Tesla CEO Elon Musk distanced himself from one more fabricated video selling a cryptocurrency rip-off.
Initially shared on Twitter, the video in query was a deepfake of Musk purportedly selling a cryptocurrency platform boasting 30% returns on crypto deposits. Scammers made use of unique footage from a TED Discuss that includes Musk and curator Chris Anderson at a TED convention in Vancouver in April this yr.
The tweet and video caught the eye of Musk himself, who’s been more and more lively since his transfer to amass the social media platform for an estimated $44 billion. The Tesla CEO and SpaceEx founder replied to the video in his signature comical fashion:
Yikes. Def not me.
— Elon Musk (@elonmusk) May 25, 2022
Musk’s world renown as a know-how pioneer has made him a selection goal for scammers trying to benefit from unwitting social media customers and buyers. The not-so-tech-savvy customers are vulnerable to being duped by scams selling unrealistic returns on funding.
Cryptocurrency scams of this nature had been rife in 2020 and 2021, with america Federal Commerce Fee (FTC) releasing a report that estimated that over $80 million price of cryptocurrency was stolen from unsuspecting victims over a six month interval.
Given Musk’s affinity for the cryptocurrency house and his pro-Dogecoin slant, fraudulent YouTube dwell streams grew to become a weapon of selection. Musk’s now-famous look on the American tv present Saturday Evening Reside proved to be a money cow for scammers, with the FTC zooming in on rip-off addresses that had acquired about 9.7 million Dogecoin price $5 million in Could final yr.
Associated: Elon Musk buys Twitter for $44B — crypto trade reacts
Musk’s transfer to purchase Twitter has include guarantees to advertise free speech on the platform, whereas the Tesla CEO additionally vowed to cull an alarming variety of spam and rip-off bots which have fleeced customers of hundreds of thousands lately in his Ted discuss look earlier this yr:
“A prime precedence I’d have is eliminating the spam and rip-off bots and the bot armies which might be on Twitter. They make the product a lot worse. If I had a Dogecoin for each crypto rip-off I noticed, we’d have 100 billion Dogecoin.”
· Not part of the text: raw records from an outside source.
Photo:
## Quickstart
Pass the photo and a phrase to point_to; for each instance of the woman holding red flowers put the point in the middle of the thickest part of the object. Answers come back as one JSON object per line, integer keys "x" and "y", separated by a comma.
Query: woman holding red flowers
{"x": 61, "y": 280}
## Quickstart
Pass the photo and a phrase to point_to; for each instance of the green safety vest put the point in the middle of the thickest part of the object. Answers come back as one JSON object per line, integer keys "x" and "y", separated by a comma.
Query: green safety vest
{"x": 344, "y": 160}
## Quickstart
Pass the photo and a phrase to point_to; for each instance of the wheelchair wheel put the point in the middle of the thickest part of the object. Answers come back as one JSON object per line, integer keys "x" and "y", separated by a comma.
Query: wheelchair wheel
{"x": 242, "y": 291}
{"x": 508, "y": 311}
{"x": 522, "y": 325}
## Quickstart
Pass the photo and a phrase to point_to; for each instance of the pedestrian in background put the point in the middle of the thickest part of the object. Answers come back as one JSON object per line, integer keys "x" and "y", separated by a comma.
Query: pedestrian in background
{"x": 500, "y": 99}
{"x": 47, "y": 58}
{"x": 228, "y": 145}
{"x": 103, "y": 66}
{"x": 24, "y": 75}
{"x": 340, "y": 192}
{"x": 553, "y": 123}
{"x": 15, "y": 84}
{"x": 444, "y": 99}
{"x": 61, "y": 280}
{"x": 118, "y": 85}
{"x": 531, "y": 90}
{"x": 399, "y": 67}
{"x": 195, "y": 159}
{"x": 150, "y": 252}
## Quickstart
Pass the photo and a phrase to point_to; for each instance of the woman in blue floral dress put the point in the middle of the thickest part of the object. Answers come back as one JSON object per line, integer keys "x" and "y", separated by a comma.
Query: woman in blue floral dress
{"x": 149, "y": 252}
As Cointelegraph beforehand explored, deepfake movies have been prevalent because the time period was coined in 2017. Making use of synthetic intelligence and computer-generated photographs, video and audio, creators look to control, deceive or rip-off viewers with media that’s typically so lifelike it is arduous to discern reality from fiction.
Blockchain know-how has been touted as a possible instrument to fight deepfake and faux information. However the actuality is that social media platforms are nonetheless awash with fraudulent media.